The advertisement on the Telegram app as
chilling. A a girl for sale is "Virgin. Beautiful.
12 years old ... Her price has reached $12,500 and she will be sold
soon."
The posting in Arabic appeared on an encrypted conversation
along with ads for kittens, weapons and tactical gear. It was shared by
an activist with the minority Yazidi community, whose women and
children are being held as sex slaves by ISIL.
While the extremist
group is losing territory in its self-styled caliphate, it is
tightening its grip on an estimated 3,000 women and girls held as sex
slaves.
In a fusion of ancient barbaric practices and modern technology,
ISIL sells the women like chattel on smartphone apps and shares
databases that contain their photographs and the names of their “owners"
to prevent their escape through ISIL checkpoints.
Yazidi women
and children were taken prisoner in August 2014, when ISIL fighters
overran their villages in northern Iraq with the aim to eliminate the
Kurdish-speaking minority because of its ancient faith. Since then, Arab
and Kurdish smugglers have managed to free an average of 134 people a
month. But by May, an ISIL crackdown reduced those numbers to just 39 in
the past six weeks, according to figures provided by the Kurdistan
regional government.
Mirza Danai, founder of the German-Iraqi aid
organisation Luftbrucke Irak, said escape had become more difficult and
dangerous in the last two or three months.
"They register every
slave, every person under their owner, and therefore if she escapes,
every Daesh control or checkpoint, or security force – they know that
this girl ... has escaped from this owner," he said.
Lamiya Aji
Bashar tried to flee four times before finally escaping in March, racing
to government-controlled territory with ISIL fighters in pursuit. A
landmine exploded, killing her companions, 8-year-old Almas and
Katherine, 20. She never learned their last names. The explosion
left Lamiya blind in her right eye and her face scarred. Saved by the
man who smuggled her out, she spoke from her uncle’s home in the
northern Iraqi town of Baadre. She counts herself among the lucky.
"I
managed in the end, thanks to God, I managed to get away from those
infidels," she said. “Even if I had lost both eyes, it would have been
worth it, because I have survived them."
The Sunni extremist group
views the Yazidis as barely human. The Yazidi faith combines elements
of Islam, Christianity and Zoroastrianism, an ancient Persian religion.

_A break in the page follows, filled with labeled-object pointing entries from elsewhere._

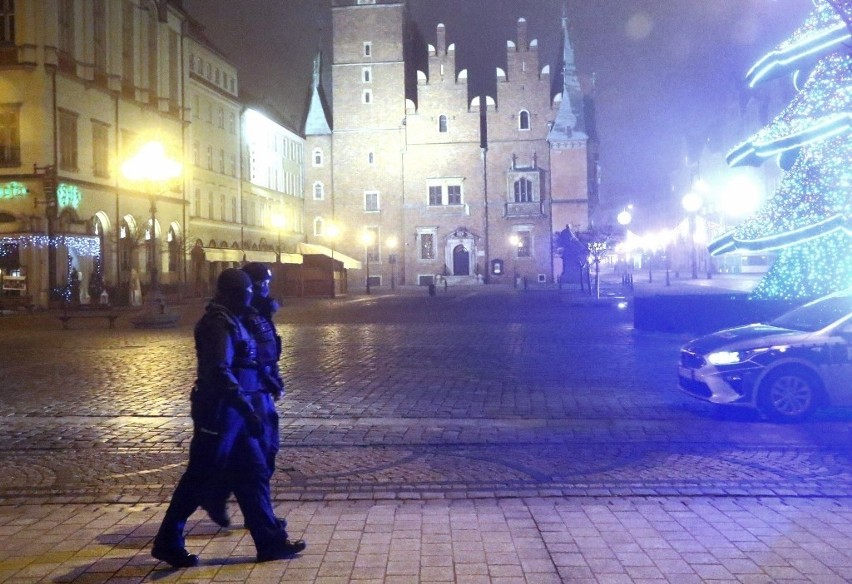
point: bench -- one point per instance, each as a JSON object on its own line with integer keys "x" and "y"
{"x": 16, "y": 302}
{"x": 88, "y": 311}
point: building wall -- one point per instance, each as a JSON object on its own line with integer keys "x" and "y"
{"x": 519, "y": 151}
{"x": 437, "y": 138}
{"x": 60, "y": 82}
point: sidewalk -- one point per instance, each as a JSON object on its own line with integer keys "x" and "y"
{"x": 549, "y": 540}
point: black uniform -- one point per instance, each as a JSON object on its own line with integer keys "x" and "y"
{"x": 229, "y": 443}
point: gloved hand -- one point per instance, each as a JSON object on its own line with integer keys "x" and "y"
{"x": 254, "y": 425}
{"x": 273, "y": 382}
{"x": 251, "y": 419}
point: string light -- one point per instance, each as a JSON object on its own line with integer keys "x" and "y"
{"x": 808, "y": 221}
{"x": 81, "y": 245}
{"x": 823, "y": 32}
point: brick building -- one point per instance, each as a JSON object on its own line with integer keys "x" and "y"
{"x": 444, "y": 183}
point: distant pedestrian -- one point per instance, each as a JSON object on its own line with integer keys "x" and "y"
{"x": 227, "y": 444}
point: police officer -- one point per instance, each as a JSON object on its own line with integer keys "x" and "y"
{"x": 228, "y": 431}
{"x": 258, "y": 321}
{"x": 262, "y": 329}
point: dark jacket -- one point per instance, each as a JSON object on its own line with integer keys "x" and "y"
{"x": 227, "y": 358}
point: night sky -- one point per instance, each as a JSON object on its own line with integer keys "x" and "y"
{"x": 664, "y": 68}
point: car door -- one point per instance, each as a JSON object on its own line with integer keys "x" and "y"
{"x": 837, "y": 370}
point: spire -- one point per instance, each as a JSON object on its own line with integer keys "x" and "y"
{"x": 569, "y": 120}
{"x": 316, "y": 122}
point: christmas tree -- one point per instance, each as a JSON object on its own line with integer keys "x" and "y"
{"x": 807, "y": 221}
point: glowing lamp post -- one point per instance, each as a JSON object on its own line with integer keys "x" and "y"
{"x": 332, "y": 232}
{"x": 368, "y": 238}
{"x": 515, "y": 240}
{"x": 692, "y": 202}
{"x": 278, "y": 222}
{"x": 392, "y": 243}
{"x": 151, "y": 165}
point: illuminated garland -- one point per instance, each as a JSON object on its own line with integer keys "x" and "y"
{"x": 823, "y": 32}
{"x": 13, "y": 190}
{"x": 809, "y": 270}
{"x": 82, "y": 245}
{"x": 808, "y": 221}
{"x": 813, "y": 200}
{"x": 822, "y": 109}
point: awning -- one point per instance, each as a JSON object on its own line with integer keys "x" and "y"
{"x": 266, "y": 257}
{"x": 315, "y": 249}
{"x": 215, "y": 254}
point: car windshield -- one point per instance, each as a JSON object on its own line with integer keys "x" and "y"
{"x": 816, "y": 315}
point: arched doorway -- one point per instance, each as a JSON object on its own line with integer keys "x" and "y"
{"x": 461, "y": 261}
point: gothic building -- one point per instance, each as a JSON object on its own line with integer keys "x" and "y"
{"x": 425, "y": 182}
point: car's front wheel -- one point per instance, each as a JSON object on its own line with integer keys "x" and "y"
{"x": 789, "y": 395}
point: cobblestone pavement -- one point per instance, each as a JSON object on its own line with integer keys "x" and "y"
{"x": 482, "y": 435}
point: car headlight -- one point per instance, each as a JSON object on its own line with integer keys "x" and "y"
{"x": 725, "y": 358}
{"x": 734, "y": 357}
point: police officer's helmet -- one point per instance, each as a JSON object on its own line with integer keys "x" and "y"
{"x": 257, "y": 271}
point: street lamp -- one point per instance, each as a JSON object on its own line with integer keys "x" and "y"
{"x": 392, "y": 243}
{"x": 515, "y": 240}
{"x": 692, "y": 202}
{"x": 332, "y": 232}
{"x": 368, "y": 238}
{"x": 151, "y": 165}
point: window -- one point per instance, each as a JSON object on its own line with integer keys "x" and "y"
{"x": 98, "y": 35}
{"x": 371, "y": 202}
{"x": 373, "y": 254}
{"x": 427, "y": 246}
{"x": 524, "y": 120}
{"x": 100, "y": 149}
{"x": 66, "y": 27}
{"x": 67, "y": 140}
{"x": 442, "y": 124}
{"x": 7, "y": 21}
{"x": 174, "y": 73}
{"x": 127, "y": 34}
{"x": 523, "y": 190}
{"x": 454, "y": 194}
{"x": 174, "y": 250}
{"x": 10, "y": 135}
{"x": 436, "y": 196}
{"x": 438, "y": 188}
{"x": 153, "y": 58}
{"x": 524, "y": 243}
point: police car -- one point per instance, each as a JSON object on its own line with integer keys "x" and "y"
{"x": 785, "y": 368}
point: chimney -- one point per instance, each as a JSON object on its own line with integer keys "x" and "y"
{"x": 522, "y": 34}
{"x": 442, "y": 39}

Their pre-war population in Iraq was estimated around 500,000. Their
number today is unknown.
Nadia Mourad, an escapee, has appeared before the US congress and the European parliament to appeal for international help.
"Daesh
is proud of what it’s done to the Yazidis," she told the parliament.
"They are being used has human shields. They are not allowed to escape
or flee. Probably they will be assassinated. Where is the world in all
this? Where is humanity?"
ISIL
relies on encrypted apps to sell the women and girls, according to an
activist who is documenting the transactions and asked not to be named
for fear of his safety. The activist showed the negotiations for the
captives in encrypted conversations as they were occurring in real time.

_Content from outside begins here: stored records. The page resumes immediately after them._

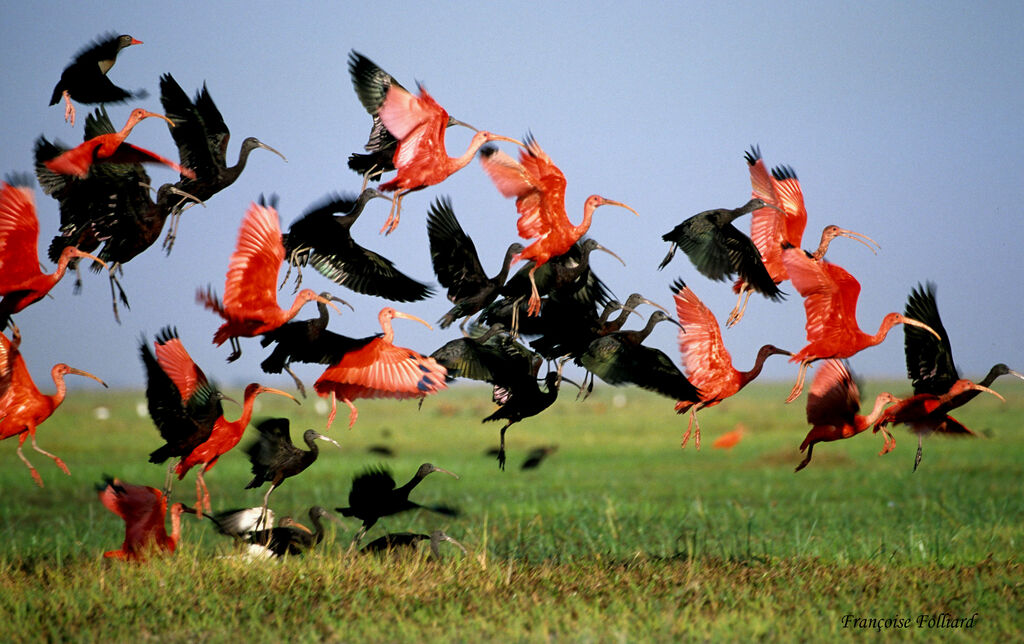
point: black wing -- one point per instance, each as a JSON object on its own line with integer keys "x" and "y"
{"x": 929, "y": 360}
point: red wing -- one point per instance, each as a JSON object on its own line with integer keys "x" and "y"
{"x": 252, "y": 272}
{"x": 18, "y": 238}
{"x": 126, "y": 153}
{"x": 821, "y": 298}
{"x": 706, "y": 360}
{"x": 139, "y": 506}
{"x": 834, "y": 397}
{"x": 401, "y": 112}
{"x": 384, "y": 370}
{"x": 793, "y": 203}
{"x": 179, "y": 367}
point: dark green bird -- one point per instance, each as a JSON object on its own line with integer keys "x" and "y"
{"x": 720, "y": 251}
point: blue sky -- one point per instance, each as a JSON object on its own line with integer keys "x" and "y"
{"x": 902, "y": 121}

The postings appear primarily on Telegram and on Facebook and WhatsApp
to a lesser degree, he said.
Both
Facebook-owned WhatsApp and Telegram use end-to-end encryption to
protect users’ privacy. Both have said they consider protecting private
conversations and data paramount, and that they themselves cannot access
users’ content
Lamiya
was abducted from the village of Kocho, near the town of Sinjar, in the
summer of 2014. Her parents are presumed dead. Somewhere, she said, her
9-year-old sister Mayada remains captive. One photo she managed to send
to the family shows the little girl standing in front of an ISIL flag.
Lamiya recounted her captivity, describing how she was passed
from one ISIL follower to another, all of whom beat and violated her.

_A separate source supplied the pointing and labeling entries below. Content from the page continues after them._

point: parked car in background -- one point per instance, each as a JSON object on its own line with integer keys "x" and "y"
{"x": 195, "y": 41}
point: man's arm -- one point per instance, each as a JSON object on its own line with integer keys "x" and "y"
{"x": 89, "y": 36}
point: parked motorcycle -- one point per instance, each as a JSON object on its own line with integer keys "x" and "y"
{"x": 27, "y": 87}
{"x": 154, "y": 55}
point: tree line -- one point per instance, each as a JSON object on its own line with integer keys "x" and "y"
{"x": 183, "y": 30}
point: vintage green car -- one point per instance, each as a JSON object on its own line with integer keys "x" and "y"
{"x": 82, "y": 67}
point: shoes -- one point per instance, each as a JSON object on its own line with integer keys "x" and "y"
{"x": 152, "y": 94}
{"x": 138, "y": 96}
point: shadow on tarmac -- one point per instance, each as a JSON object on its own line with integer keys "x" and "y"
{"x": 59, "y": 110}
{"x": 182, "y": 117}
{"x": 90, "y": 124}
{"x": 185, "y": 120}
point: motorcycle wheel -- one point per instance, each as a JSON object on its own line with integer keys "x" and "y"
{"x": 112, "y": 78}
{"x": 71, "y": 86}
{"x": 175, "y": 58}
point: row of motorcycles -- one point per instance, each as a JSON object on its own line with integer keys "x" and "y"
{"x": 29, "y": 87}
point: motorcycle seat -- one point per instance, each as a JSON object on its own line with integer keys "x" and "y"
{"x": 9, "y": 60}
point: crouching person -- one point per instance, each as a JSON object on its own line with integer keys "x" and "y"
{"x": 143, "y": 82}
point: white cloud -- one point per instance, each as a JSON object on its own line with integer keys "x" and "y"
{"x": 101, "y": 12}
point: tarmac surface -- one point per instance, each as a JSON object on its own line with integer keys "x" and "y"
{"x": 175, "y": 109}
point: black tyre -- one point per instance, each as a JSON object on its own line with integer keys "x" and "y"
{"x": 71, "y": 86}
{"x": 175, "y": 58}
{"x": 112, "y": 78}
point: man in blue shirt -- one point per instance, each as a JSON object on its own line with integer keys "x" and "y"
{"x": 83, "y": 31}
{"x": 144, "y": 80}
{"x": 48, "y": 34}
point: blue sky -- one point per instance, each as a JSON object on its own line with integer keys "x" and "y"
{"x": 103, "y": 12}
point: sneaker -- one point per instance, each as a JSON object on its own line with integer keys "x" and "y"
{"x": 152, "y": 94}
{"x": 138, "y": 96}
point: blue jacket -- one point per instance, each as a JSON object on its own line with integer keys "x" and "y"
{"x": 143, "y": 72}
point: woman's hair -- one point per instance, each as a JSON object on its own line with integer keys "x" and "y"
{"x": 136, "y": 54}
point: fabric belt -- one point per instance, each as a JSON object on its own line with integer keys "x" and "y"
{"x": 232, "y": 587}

She was determined to escape.
She said her first “owner" was an
Iraqi ISIL commander who went by the name Abu Mansour in the city of
Raqqa, the de facto ISIL capital deep in Syria. He brutalised her, often
keeping her handcuffed. She tried to run away twice but was
caught, beaten and raped repeatedly. After a month, she said, she was
sold to another ISIL extremist in Mosul, Iraq’s second city in the
northern province of Nineveh. After two months with him, she was sold
again, this time to an ISIL bomb-maker who Lamiya said forced her to
help him make suicide vests and car bombs.
"I tried to escape from him. And he captured me, too, and he beat me."
When
the bomb-maker grew bored with her, she was handed over to an ISIL
doctor in Hawija, a small ISIL-controlled Iraqi town. She said the
doctor, who was the ISIL head of the town hospital, also abused her.
From there, after more than a year, she managed to contact her relatives in secret.
Her
uncle said the family paid local smugglers $800 to arrange Lamiya’s
escape. She will be reunited with her siblings in Germany, but despite
everything, her heart remains in Iraq.
"We had a nice house with a big farm ... I was going to school," she said. “It was beautiful."